CEO Amit Borsok has been featured in international media outlets discussing digital accessibility, including a June 2025 article in Forbes about the implications of the European Accessibility Act deadline for brands.

== Mission and Community Engagement ==

=== Mission and Impact ===
Accessiway focuses exclusively on digital accessibility. The company's mission is to make the web accessible for people with disabilities by helping companies see compliance as an opportunity and not just a legal requirement.

The company's work addresses a significant need: approximately 101 million Europeans have some form of disability, and nearly a quarter (23.9%) of people aged 16 years or over in the EU had a disability in 2024. In 2024, 82.3% of EU residents with severe disabilities used the internet in the past year, versus 95.2% of those without disabilities, a gap Accessiway aims to close.

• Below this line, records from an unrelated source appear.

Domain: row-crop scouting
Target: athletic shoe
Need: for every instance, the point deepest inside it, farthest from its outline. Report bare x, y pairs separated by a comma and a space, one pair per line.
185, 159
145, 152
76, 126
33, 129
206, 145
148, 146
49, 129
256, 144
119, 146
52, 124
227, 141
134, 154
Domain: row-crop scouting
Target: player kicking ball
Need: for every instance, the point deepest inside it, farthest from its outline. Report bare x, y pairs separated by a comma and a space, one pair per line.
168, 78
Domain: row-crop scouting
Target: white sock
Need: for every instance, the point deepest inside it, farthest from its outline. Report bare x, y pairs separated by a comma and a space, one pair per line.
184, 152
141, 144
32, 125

=== Collaboration with NGOs and Disability Organizations ===
Accessiway partners with users with disabilities and disability organizations to understand their needs. This feedback shapes the company's products and services.

The company has been a sponsor of Disability Pride Turin, an annual disability rights event. Accessiway participated in the 2023 Global Accessibility Awareness Day celebrations in conjunction with the Disability Pride event.

=== ESG and Corporate Social Responsibility ===
The company is part of team.blue's ESG strategy, outlined in its "blue.shift" Impact Report. team.blue is building a volunteering program based on Accessiway's model of working with accessibility-focused NGOs. Employees will get paid volunteer time, and all activities will include disability inclusion support.

team.blue positions Accessiway as a key part of its accessibility efforts across Europe.